// Trading · 2026
LLM-Trading
A leak-checked feature and bracket-trading research pipeline for XAUUSD, built around walk-forward validation instead of a single train/test split.
The problem
Most retail strategy research overfits a single train/test split, or leaks future information into “causal” features without anyone checking. This is a research pipeline for XAUUSD minute data built to make both mistakes hard to make by accident: a sealed test split, an explicit leakage checker, and — once a strategy graduates to reinforcement learning — walk-forward validation instead of one backtest window.
What I built
A pipeline from raw MT4/MT5-style M1 ticks to a trade-ready policy:
- Data handling — loads and validates raw M1 data, parses broker/EET time safely, and resamples M1 execution data into H1 decision bars while keeping M1 for intrabar TP/SL simulation.

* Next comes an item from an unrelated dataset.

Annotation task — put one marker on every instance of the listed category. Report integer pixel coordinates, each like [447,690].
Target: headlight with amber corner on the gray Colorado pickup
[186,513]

- Feature set — 25 causal, ATR-normalized features. Four redundant ones were dropped after a collinearity audit, each correlated |r| ≥ 0.96 with a feature already retained.
- Baseline — a simple trend-following policy tuned on train/validation splits with the test split sealed until the end.

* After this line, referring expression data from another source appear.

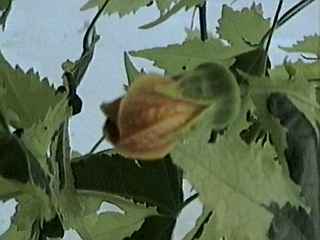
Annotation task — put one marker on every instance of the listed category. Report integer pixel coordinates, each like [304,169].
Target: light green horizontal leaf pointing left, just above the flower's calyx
[176,58]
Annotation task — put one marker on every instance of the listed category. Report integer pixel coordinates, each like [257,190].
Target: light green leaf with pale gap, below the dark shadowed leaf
[108,225]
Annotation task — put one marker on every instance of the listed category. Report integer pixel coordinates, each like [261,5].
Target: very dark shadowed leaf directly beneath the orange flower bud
[115,174]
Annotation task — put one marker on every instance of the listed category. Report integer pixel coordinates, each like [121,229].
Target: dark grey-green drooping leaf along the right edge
[301,156]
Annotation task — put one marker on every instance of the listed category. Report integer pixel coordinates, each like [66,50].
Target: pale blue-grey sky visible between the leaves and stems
[43,34]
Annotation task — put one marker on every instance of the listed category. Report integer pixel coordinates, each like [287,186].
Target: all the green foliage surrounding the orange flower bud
[247,177]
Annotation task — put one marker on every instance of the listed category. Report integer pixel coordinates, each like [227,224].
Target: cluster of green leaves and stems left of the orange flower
[36,166]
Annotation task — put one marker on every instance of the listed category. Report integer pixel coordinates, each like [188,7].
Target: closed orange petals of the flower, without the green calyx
[146,123]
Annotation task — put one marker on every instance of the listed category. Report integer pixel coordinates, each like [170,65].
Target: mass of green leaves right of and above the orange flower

- RL agent (optional) — a PPO agent with a
MultiDiscrete([direction, SL bucket, TP/R bucket])action space, trained with sliding walk-forward validation: each fold trains on 5 years, selects its checkpoint on the next 6 months, and is judged out-of-sample on the 6 months after that — simulating “retrain every 6 months, trade the next 6 live.” Roughly 35 folds over the ~23-year dataset, stitched into one continuous out-of-sample equity curve. - Leakage checks — a future-append stability test the pipeline runs before a feature set is trusted.

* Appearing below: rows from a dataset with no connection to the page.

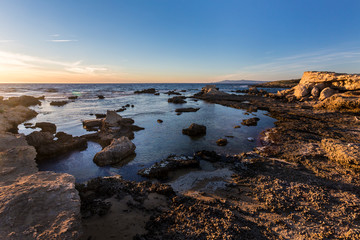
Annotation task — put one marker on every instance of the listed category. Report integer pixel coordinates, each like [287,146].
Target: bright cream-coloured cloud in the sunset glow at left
[16,61]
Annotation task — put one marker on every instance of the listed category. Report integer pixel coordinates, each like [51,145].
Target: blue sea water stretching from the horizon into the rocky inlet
[154,143]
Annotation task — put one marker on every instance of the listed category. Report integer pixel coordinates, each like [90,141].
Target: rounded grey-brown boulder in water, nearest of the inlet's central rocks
[117,151]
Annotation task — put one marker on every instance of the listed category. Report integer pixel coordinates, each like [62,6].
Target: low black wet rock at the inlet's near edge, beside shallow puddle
[161,169]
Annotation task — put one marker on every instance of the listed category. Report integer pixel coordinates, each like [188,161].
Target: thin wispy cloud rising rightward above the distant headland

- Holdout reveal — a separate
final_holdout_eval.pyentry point whose only job is revealing the sealed test split once, after the model is frozen. - Dashboard — a Next.js dashboard (replacing an earlier Streamlit one) for viewing pipeline output, deployed on Railway.
Stack & approach
Python for the pipeline (config.py, data_loader.py, features.py, a
Gymnasium-compatible bracket-trading environment in env_bracket.py,
train_ppo.py), a guided Jupyter notebook for walkthroughs, and a
TypeScript/Next.js dashboard for results. When TP and SL land in the same M1
candle, the simulator assumes SL first — deliberately pessimistic. Position
size is fixed-fractional and risk-based; the RL agent controls direction and
bracket shape, not size.
Status / results
Actively developed research pipeline. The holdout hasn’t been revealed on a frozen model yet, so no Sharpe ratio, win rate, or walk-forward return numbers are published here — none exist in the repo to report. This section will be updated with real results once a holdout run is finalized and worth standing behind.